Angela, a registered nutritionist, says, continuing her massage, “We’re stewards of the land here.” Over her shoulder can be seen a large organic garden which they plant and tend each year.  They grow celery, peppers, zucchini, eggplant, beans, Swiss chard, “50 kinds of lettuce,” says Angela. “We embrace the land. We love it. We share the food we grow because we can’t eat it all. We call this the Namgyal Healing Garden. It’s a sacred place, a place of refuge and it’s here for those who need to come and meditate with us.”

Says Wesley, “The government doesn’t care about people like us. They don’t give a hoot.” Warming to the topic he calls the federal government “the biggest slum landlord in Canada. They are supposed to look after these properties. They don’t.
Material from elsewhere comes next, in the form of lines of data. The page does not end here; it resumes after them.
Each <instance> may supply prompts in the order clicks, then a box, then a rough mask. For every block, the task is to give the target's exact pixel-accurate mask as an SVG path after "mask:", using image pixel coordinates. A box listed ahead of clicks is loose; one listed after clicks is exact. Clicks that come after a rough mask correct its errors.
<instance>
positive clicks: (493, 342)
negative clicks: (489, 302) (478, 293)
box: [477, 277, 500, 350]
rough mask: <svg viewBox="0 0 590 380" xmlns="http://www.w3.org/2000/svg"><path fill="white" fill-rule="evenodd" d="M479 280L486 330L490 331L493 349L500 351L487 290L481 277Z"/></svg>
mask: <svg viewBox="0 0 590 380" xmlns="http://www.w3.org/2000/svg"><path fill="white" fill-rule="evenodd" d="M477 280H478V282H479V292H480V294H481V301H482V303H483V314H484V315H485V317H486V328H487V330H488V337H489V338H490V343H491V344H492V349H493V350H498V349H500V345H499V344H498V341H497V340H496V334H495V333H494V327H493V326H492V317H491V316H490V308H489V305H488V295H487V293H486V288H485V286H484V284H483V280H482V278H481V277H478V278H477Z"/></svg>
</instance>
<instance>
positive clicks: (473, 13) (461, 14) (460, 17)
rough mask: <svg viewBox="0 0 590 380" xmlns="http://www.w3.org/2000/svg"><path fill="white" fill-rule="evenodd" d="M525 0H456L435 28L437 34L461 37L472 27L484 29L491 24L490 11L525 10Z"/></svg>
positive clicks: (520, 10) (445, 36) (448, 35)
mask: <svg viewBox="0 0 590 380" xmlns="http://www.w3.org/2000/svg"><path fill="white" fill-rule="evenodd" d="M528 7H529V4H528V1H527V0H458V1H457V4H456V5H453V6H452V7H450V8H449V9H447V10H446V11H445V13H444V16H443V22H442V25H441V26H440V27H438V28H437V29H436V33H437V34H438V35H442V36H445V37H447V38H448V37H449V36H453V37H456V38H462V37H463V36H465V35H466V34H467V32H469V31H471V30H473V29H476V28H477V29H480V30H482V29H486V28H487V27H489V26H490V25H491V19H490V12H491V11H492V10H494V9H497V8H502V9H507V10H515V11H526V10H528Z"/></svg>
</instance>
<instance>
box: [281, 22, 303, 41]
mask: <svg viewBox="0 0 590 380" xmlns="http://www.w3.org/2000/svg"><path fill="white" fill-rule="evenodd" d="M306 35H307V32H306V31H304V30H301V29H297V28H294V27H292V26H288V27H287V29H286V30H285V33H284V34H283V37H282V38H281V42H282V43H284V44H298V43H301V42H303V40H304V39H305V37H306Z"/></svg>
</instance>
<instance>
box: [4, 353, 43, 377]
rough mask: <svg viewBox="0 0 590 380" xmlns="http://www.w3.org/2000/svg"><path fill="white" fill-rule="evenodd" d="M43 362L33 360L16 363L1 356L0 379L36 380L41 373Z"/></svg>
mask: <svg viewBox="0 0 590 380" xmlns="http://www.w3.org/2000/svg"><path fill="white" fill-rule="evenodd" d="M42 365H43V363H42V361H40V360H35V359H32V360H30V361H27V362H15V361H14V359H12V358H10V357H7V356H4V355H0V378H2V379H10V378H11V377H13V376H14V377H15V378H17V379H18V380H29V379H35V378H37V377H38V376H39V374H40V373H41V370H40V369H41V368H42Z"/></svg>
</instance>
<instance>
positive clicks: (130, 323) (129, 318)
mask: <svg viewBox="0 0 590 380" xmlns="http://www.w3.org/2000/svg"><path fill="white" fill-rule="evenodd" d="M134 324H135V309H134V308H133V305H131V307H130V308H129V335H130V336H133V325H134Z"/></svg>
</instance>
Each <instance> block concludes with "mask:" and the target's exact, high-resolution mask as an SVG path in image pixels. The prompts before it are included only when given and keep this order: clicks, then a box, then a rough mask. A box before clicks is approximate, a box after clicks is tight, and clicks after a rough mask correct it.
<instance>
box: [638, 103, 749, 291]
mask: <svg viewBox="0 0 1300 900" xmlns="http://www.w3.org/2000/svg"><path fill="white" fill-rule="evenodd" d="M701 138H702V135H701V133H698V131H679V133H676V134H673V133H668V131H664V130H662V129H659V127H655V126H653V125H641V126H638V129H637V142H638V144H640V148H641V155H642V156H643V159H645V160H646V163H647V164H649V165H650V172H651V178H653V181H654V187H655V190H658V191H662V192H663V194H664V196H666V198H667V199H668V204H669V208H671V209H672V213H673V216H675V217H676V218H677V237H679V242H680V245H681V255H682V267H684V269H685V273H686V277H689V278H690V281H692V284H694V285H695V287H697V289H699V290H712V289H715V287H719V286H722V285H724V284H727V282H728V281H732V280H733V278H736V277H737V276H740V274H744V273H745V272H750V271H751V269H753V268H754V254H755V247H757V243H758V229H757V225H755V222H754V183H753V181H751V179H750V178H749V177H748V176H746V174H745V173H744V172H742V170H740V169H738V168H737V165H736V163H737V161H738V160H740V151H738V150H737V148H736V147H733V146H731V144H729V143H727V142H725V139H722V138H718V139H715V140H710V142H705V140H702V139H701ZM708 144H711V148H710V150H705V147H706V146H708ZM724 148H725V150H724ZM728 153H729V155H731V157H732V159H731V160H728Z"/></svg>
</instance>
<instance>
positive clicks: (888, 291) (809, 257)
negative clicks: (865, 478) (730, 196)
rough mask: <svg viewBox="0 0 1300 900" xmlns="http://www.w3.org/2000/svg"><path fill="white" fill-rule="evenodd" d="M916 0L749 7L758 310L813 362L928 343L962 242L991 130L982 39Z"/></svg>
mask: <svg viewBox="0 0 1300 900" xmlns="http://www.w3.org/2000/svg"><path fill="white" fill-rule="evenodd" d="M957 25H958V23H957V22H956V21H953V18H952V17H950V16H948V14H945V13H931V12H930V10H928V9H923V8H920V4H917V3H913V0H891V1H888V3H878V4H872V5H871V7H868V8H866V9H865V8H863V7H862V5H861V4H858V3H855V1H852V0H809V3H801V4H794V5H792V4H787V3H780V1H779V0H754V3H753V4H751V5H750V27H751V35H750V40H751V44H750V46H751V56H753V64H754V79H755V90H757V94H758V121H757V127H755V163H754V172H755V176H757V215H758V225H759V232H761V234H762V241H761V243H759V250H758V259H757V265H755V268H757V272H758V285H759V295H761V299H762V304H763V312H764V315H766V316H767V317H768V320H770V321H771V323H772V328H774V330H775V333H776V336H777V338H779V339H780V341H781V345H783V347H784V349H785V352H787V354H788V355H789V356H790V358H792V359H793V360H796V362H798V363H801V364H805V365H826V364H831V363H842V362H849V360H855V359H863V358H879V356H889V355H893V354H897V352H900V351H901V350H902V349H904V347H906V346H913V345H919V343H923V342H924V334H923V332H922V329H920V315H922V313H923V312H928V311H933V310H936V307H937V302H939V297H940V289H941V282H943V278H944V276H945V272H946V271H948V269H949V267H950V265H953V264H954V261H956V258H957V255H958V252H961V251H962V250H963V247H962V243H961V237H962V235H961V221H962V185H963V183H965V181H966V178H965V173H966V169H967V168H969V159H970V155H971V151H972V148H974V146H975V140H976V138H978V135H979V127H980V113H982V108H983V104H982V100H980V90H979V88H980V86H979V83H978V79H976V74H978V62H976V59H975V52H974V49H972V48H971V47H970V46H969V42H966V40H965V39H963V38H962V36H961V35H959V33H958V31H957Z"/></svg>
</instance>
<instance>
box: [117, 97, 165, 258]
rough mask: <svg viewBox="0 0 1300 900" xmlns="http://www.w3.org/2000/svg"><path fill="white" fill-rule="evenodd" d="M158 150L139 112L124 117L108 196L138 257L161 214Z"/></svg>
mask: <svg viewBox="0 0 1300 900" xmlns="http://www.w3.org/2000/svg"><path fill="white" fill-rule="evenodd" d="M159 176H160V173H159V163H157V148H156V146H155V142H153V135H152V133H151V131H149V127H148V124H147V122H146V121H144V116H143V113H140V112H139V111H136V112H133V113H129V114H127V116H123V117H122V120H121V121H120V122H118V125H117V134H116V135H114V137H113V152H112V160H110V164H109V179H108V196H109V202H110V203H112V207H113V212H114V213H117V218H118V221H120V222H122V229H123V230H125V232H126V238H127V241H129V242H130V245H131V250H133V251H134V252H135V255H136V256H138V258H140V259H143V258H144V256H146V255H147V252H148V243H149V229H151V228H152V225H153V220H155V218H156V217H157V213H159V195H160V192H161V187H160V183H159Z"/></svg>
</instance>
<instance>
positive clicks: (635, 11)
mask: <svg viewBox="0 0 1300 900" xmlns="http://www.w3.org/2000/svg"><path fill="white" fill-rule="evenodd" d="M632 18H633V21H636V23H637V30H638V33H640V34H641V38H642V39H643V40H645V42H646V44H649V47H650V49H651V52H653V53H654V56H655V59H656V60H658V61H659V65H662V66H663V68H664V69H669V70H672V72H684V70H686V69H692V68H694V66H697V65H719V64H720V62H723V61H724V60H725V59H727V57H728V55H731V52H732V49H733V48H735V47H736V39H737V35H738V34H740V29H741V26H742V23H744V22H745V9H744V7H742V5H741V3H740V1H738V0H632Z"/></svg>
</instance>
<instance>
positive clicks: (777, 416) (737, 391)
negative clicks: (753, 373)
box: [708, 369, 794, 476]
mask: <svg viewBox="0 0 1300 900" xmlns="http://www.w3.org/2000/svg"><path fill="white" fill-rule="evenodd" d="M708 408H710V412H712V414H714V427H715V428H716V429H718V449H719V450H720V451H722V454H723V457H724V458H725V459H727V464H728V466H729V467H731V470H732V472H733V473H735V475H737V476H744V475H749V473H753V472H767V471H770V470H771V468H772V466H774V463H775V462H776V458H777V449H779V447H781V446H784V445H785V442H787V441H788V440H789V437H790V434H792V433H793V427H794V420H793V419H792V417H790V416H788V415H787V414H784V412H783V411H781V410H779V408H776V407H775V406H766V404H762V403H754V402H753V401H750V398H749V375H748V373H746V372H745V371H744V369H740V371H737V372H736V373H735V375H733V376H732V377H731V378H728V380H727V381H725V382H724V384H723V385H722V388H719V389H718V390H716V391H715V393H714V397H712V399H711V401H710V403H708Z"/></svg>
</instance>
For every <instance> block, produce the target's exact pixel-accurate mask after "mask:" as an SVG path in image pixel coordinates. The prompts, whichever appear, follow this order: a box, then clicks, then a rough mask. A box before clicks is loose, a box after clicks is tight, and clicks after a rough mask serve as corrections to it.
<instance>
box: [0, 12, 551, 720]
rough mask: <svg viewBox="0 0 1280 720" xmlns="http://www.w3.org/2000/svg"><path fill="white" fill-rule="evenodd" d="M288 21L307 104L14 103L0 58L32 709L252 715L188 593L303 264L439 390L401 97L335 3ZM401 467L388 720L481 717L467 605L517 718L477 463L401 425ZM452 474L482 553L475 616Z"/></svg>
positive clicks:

When they’re forced into it they send in these cowboy contractors who don’t know anything about anything and they create chaos and havoc which costs thousands to fix up after they’ve gone.” Says Angela, “tell him about the oil in the basement.” Wesley’s eyes roll back in his head and he leans forward with this devilish look in his eyes. “Un Believable,” he says. Bottom line is a contractor came in to do some work, turned on the tap of a large domestic fuel tank next to their home, went away for the weekend and several hundred gallons of home heating oil flooded their basement and the property. “I’m guessing it cost, oh, I don’t know, maybe $60,000 to clean that whole thing up,” Wesley says. And this is only one of a litany of horror stories that this family -- and many of their neighbours -- have had to endure as tenants beholden to their landlords, the federal government.

Between the two of them they listed some of the problems they’d experienced. “They decided to institute an inspection policy, using ‘experts’. Hah! The sump pump was broken for three months. The roof leaked. There was an electrical issue. Then it was mould. They found mould which grew because we couldn’t use the sump pump. That’s part of the reason they’re evicting us, because they found mould.” There’s more. Much more. None of it pleasant. “They shouldn’t be allowed to get away with it,” says Wesley, with finality.